Le Parisien : Le secteur privé a également un rôle social. Qu’envisagez-vous pour l’aider ?
Louis Besson : Mon idée est d’aller vers un vrai secteur intermédiaire, conventionné dans le logement, à l’exemple de ce qui existe dans le domaine de la santé. Ainsi, des aides publiques pourraient être accordées au propriétaire en échange de contreparties pour le locataire. À cet effet, nous réfléchissons à la mise en place d’un statut du métier de bailleur qui accompagnerait les aides à l’investissement.
L’investissement locatif est une forme de placement que l’État a intérêt à encourager puisqu’il croit à la nécessité de multiplier les offres de logements. Pour répondre aux attentes, il est possible de lier l’attribution d’avantages fiscaux une modération des loyers. Et, pourquoi pas, d’assortir ce système d’une forme d’assurance sur le paiement du loyer. Elle remplacerait alors les cautions qui sont un gros obstacle pour entrer dans un logement. Tout cela en discussion.
Le Parisien : Le prêt taux zéro est-il remis en cause ?
Louis Besson : Nous n’avons pas encore décidé de l’avenir du prêt à taux zéro, qui coûte cher, 7 milliards de francs par an, et dont la fin était programmée l’an prochain. Le souhait du gouvernement est néanmoins de préserver une accession sociale à la propriété, tout en la sécurisant, tant pour le prêteur que pour l’acheteur ? Ce qui veut dire que si un accédant est confronté à une forte baisse de ses ressources avant la fin du son prêt, il faut l’aider à traverser cette période de difficulté. Et si celle-ci devait durer, il faudrait peut-être qu’il puisse revenir à un statut locatif sans quitter son logement. Pour cela on peut envisager de créer un lien entre les constructeurs et des organismes spécialisés qui permettrait cette transition en évitant bien des traumatismes.

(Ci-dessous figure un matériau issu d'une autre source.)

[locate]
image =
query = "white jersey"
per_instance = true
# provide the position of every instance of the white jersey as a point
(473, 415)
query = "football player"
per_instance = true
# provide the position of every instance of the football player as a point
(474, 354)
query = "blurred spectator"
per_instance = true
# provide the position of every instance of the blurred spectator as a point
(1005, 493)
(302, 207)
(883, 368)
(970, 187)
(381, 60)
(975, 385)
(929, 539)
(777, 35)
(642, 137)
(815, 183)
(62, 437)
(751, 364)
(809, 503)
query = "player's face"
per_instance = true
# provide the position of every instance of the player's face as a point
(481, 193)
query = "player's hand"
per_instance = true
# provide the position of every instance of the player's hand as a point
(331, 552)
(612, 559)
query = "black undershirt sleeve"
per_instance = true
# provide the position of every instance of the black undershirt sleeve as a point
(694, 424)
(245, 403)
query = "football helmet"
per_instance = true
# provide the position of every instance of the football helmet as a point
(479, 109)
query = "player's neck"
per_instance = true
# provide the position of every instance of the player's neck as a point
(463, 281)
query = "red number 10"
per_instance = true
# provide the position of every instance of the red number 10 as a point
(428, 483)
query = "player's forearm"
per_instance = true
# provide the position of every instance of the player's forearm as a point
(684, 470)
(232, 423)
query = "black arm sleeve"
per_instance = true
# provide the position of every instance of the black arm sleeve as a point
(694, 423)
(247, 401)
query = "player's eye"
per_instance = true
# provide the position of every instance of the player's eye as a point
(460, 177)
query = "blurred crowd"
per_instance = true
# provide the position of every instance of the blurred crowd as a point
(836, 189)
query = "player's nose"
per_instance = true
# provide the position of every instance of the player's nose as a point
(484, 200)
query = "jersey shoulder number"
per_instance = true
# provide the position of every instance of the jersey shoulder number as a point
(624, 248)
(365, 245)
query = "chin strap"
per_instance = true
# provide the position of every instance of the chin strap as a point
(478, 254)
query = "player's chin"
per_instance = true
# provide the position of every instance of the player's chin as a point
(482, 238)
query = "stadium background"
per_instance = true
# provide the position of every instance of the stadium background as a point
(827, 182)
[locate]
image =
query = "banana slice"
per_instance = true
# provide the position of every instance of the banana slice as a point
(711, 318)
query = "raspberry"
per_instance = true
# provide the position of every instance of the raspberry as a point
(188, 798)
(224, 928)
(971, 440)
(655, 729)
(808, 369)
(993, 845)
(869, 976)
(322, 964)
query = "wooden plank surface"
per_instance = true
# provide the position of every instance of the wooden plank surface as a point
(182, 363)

Le Parisien : Pourquoi vouloir réserver ce prêt à ceux qui achètent pour la première fois ?
Louis Besson : Quand on n’en est pas à sa première acquisition, on dispose déjà d’un patrimoine, et l’on n’a pas forcément besoin du prêt à taux zéro. C’est alors davantage un effet d’aubaine qu’une nécessité. D’ailleurs, seuls 7 % des demandes de prêts à taux zéro venaient de personnes qui sont déjà propriétaires.
Le Parisien : Quel avenir pour l’amortissement Périssol ?
Louis Besson : Il est reconduit en l’état, mais lui aussi n’est prévu par la loi que pour deux ans et en 1998 il entrera dans sa seconde et normalement dernière année. Dans les deux cas, il s’agissait de mesures conjoncturelles que nous aimerions remplacer par un système beaucoup plus stable et équitable, qui serait le statut du bailleur privé.
Le Parisien : Une baisse des droits de mutation est-elle prévue ?
Louis Besson : Pas pour le moment. Ce sont des ressources de fiscalité locale, et quand l’État prend des mesures de cet ordre, il doit payer à la place de celui qui fait une acquisition.